7:31 a.m. A man gave a ride to a young woman from Redding who looked like she had been assaulted. She was penniless, so when he dropped her off at a Valley West restaurant, he gave her $20 and a sleeping bag. But he remained worried about her welfare and asked police to check in with her.

10:41 a.m. A man sat on the fence of a 13th Street home tending what was described as a can with a fire inside it. An officer found the man with a  makeshift barbecue on the sidewalk being used to heat water, and moved him along.

3:22 p.m. A woman complained that people were “putting drugs into animals and that someone touched her dog and was mean to it.” It turned out to be the latest installment in a grudgy-wudgy fussbudgy episode in a serial snit which had previously occupied police time.

5:17 p.m. A perfect storm of inattentive pedestrians carrying fluids took place on I Street. Some combination of a woman and two men collided while walking, with some water being spilled. An argument ensued, water bottles were hurled and one antagonist deployed the ultimate weapon: soup.

• Wednesday, October 20 10:01 a.m. A FedExed package of cannabis got as far as the Eighth Street ground facility before being intercepted.

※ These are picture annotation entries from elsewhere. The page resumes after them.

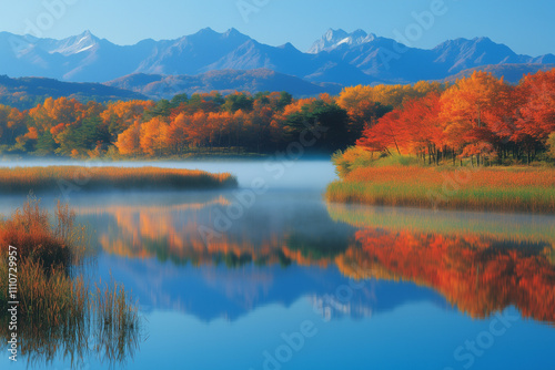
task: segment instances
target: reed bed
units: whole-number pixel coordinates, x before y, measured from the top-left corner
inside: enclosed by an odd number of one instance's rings
[[[229,173],[160,167],[14,167],[0,168],[0,193],[38,193],[78,188],[104,189],[205,189],[236,187]]]
[[[138,309],[121,285],[90,286],[72,276],[79,260],[81,229],[74,214],[58,204],[56,219],[30,199],[22,209],[0,222],[0,338],[8,340],[8,246],[18,250],[18,336],[29,362],[49,362],[58,353],[83,358],[98,354],[122,362],[140,337]],[[109,319],[107,319],[109,318]],[[93,342],[90,342],[93,338]]]
[[[357,168],[329,185],[330,202],[427,208],[555,213],[555,171]]]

12:20 p.m. A slithy tove hit the jackpot on Hallen Drive, trying a car door handle that opened up a vehicular treasure chest. Lost were a wallet containing $500, a cell phone charger and some kind of stereo cord.

• Friday, October 22 2 a.m. A woman walked around on Fickle Hill Road, yamblathering loudly into her cell phone. A resident who asked her to speak more quietly received an even louder rebuke, and an argument ensued.

2:23 a.m. Another wee-hour confrontation with streetside loudies – eerily, on a similar-sounding street, Hilfiker Drive – was documented in more detail. A resident first complained of “extremely loud” basketball players outside. Before an officer could arrive, he rephoned to state that if police units didn’t get out there now he would “kill them.” At this point another neighbor appeared brandishing that most versatile problem-solving (or escalating) implement, a shovel. The next neighbor call queried police, “Are you going to get out here and save a life or what?” and then hung up. Officers, who had been occupied with sorting out multi-drunken dingbat imbroglios elsewhere, arrived 39 minutes after the initial call. They found no shovel casualties and a fully becalmed complainant. He said that after being threatened on his front porch by eight partygoers, he’d suggested that they go inside for the night and that they agreed.

11:31 a.m. A man came to the station complaining that two nights previous, a bouncer from one of the bars had confiscated his kitten in front of the donut shop.